Rectal-Cranial Inversion Moment of the Day

And I thought I had a big ego!  Well …I do, actually … but that’s not really the point here.

by Neal Boortz

But speaking of egos, have you heard what Baltimore Ravens linebacker Ray Lewis had to say about the NFL?  He believes that if there is an NFL lockout … which I couldn’t care less about, by the way … that we’re going to have a crime wave! 


He says, “Do this research if we don’t have a season — watch how much evil, which we call crime, watch how much crime picks up, if you take away our game.” 

He believes that without the NFL, there will be nothing else to do and people will resort to crime.

But that’s not all.  Then he really gets to the meat of it; To the heart of what I refer to as celebrity worship or an American Idol generation that is more wrapped up in pop culture than it is with issues that actually affect their lives.  Lewis says, “There’s too many people that live through us, people live through us.”

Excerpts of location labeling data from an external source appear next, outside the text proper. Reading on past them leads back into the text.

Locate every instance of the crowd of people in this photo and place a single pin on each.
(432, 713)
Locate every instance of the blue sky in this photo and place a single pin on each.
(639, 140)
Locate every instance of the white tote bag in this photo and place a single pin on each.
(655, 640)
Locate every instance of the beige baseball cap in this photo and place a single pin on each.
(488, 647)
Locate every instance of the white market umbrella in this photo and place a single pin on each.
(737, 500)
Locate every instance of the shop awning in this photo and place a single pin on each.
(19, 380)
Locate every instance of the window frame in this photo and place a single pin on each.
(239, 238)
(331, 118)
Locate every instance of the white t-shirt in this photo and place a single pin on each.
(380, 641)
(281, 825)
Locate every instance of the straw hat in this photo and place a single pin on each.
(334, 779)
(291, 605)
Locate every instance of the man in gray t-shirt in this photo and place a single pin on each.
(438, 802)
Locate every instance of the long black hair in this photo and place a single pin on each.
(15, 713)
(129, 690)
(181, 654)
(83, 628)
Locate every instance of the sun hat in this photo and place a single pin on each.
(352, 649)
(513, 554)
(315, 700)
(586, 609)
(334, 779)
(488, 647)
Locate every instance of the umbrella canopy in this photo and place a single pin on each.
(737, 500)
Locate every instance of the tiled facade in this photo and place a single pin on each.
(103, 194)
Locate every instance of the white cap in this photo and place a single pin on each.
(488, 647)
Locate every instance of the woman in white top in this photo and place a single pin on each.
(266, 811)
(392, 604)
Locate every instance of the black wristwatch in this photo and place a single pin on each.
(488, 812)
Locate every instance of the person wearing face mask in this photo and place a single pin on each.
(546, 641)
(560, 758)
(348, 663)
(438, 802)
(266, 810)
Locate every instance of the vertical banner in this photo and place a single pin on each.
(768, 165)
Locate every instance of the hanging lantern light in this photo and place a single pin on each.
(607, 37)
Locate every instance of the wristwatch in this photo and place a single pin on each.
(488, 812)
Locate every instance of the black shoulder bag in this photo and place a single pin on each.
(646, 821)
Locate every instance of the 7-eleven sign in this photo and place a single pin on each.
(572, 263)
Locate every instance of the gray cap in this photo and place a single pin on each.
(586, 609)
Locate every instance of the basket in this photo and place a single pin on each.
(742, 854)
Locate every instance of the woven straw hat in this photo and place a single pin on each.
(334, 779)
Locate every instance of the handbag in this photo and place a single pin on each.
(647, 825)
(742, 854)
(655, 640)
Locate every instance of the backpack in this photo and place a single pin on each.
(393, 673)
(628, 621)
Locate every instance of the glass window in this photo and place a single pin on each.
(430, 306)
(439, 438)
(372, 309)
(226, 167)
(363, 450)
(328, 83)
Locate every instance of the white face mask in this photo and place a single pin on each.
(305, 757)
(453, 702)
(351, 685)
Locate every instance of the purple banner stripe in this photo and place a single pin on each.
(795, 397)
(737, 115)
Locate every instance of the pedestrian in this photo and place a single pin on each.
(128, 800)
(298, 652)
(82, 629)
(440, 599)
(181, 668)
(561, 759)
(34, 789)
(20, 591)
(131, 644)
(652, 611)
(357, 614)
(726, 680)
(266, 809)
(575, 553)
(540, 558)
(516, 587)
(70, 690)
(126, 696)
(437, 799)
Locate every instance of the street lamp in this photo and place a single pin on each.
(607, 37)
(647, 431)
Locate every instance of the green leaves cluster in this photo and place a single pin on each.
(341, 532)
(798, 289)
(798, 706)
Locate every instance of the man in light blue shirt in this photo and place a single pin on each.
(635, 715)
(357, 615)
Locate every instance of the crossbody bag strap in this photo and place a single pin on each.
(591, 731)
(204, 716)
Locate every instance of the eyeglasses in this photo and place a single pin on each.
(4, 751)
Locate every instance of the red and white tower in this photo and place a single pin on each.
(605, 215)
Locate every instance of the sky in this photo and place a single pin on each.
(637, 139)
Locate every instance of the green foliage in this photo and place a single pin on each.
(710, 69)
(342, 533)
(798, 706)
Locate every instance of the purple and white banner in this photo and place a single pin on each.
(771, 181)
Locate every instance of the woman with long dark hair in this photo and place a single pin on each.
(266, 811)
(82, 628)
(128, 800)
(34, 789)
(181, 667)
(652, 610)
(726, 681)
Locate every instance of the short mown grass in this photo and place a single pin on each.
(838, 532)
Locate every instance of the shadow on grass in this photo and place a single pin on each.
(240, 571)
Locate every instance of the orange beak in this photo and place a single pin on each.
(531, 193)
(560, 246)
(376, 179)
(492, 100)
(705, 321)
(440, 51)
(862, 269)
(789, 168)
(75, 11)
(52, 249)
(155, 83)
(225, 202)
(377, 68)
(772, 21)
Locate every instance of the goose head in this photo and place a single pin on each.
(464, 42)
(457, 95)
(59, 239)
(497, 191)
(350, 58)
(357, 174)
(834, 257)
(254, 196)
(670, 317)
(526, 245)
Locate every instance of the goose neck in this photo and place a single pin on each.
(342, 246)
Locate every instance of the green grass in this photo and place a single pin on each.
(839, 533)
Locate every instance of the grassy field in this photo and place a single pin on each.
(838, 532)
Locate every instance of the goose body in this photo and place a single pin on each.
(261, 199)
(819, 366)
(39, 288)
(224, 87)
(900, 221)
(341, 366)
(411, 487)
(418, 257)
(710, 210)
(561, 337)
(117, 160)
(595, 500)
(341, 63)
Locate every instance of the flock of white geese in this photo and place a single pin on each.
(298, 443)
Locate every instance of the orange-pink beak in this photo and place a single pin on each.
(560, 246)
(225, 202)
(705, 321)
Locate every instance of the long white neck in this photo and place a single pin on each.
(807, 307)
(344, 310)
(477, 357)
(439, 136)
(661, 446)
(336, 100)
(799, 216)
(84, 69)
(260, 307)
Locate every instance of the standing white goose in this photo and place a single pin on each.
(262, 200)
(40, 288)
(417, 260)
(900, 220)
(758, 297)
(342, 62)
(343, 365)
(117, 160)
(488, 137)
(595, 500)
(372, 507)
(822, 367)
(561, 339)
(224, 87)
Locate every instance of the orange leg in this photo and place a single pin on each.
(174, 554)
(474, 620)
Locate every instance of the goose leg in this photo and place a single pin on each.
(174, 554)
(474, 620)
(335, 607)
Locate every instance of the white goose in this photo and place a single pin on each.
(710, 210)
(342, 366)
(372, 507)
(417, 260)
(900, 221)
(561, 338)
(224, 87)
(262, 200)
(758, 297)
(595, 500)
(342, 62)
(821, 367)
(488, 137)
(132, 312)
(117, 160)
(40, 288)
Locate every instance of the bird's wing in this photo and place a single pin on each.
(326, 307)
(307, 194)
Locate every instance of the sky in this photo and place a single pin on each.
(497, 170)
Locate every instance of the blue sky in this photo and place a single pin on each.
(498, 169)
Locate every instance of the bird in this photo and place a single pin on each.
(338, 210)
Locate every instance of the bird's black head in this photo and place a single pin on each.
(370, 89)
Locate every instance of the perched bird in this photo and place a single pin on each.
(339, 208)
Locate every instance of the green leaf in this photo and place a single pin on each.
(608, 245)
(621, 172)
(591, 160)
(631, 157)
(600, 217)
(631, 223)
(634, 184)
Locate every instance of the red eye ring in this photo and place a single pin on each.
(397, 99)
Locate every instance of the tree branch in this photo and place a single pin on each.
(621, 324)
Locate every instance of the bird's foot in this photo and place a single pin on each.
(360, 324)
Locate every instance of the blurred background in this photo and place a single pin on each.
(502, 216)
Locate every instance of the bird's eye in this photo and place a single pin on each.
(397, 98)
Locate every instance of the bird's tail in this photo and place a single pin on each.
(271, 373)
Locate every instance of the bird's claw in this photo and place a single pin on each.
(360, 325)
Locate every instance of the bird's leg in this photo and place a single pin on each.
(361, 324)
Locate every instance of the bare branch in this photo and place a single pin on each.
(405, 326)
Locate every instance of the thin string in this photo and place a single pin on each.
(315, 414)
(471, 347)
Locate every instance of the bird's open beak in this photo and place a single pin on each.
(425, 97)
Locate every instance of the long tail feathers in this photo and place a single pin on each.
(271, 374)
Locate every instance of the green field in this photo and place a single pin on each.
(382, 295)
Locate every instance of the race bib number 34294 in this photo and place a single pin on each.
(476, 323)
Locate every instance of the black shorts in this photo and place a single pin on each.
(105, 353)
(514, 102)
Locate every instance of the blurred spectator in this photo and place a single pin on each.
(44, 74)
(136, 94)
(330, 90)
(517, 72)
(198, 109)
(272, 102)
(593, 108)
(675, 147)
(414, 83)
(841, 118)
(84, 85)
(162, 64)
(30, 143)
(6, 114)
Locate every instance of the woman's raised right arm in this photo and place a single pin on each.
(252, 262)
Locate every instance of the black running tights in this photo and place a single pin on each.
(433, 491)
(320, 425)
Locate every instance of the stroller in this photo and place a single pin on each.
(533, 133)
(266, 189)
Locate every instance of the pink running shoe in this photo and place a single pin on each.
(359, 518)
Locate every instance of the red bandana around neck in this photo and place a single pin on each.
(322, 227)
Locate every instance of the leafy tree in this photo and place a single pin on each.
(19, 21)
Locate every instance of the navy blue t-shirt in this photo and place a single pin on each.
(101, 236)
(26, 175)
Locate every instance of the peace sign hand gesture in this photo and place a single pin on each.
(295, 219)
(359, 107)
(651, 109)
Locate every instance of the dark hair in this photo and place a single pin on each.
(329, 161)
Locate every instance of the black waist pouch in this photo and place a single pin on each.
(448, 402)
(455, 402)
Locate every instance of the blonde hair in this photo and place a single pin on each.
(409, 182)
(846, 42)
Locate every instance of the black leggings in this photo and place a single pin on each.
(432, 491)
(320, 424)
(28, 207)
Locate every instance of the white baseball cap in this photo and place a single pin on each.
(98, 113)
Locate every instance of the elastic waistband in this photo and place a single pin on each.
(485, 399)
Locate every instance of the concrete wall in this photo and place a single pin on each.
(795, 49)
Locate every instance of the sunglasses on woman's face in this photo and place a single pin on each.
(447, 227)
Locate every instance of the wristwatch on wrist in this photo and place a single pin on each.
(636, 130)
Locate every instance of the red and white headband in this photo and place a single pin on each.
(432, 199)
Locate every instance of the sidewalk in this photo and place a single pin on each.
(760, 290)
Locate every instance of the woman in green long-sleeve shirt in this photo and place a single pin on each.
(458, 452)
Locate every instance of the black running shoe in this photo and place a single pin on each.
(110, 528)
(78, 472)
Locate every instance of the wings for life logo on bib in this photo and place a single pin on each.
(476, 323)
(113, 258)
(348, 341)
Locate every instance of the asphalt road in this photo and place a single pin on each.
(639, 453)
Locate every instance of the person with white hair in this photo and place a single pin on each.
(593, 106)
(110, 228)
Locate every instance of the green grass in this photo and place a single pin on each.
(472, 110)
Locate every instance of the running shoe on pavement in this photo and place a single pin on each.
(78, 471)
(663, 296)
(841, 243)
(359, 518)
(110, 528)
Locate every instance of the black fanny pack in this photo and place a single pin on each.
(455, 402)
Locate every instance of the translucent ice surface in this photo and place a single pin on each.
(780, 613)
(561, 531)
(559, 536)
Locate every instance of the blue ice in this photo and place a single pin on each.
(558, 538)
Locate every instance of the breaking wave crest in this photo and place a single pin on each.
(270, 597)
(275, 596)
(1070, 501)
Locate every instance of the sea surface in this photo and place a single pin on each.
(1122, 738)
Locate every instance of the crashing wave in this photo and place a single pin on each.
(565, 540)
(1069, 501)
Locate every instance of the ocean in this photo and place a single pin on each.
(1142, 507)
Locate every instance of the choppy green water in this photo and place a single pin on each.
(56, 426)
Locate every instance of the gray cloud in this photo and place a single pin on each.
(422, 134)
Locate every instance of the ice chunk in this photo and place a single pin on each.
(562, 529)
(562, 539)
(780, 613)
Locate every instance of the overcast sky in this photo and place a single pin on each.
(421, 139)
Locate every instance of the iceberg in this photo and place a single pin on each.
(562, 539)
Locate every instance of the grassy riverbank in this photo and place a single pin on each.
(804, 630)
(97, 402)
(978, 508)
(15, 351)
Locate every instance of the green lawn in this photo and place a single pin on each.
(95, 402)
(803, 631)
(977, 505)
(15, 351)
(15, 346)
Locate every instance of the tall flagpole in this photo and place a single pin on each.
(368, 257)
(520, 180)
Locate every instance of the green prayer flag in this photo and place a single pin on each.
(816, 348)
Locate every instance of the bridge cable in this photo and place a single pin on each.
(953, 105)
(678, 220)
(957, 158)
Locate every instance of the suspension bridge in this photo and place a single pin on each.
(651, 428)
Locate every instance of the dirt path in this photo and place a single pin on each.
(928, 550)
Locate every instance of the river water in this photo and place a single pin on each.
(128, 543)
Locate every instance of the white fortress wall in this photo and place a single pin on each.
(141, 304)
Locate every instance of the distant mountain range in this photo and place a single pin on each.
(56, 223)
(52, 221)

I’m thinking that Ray Lewis was misunderstood.  What he really meant to say was that if pro football players aren’t playing football this year they will probably be out there committing crimes.  After all, that’s pretty much the culture they come from.  Perhaps you remember Ray Lewis’ involvement with a murder in Atlanta!  January 1, 2000.  It was a Super Bowl XXXIV party in Atlanta.  Lewis’ entourage got into a fight with some locals.  Jacinth Baker and Richard Lollar were stabbed to death.  Lewis and two of his pals were charged with murder.  Somehow the white suit Lewis was wearing that night was never found.  Now that’s rather odd, don’t you think? Lewis struck a plea deal in return for testifying against his pals.  Later he reached financial settlements with the families of the two dead men.  These murders, you see, happened after the end of the football season, so I’m guessing Ray Lewis has first-hand knowledge about how crime spikes when there is no football. 

How sad is it that there are people in this country who believe that their only opportunity to be “successful” is to live vicariously through the life of a professional athlete.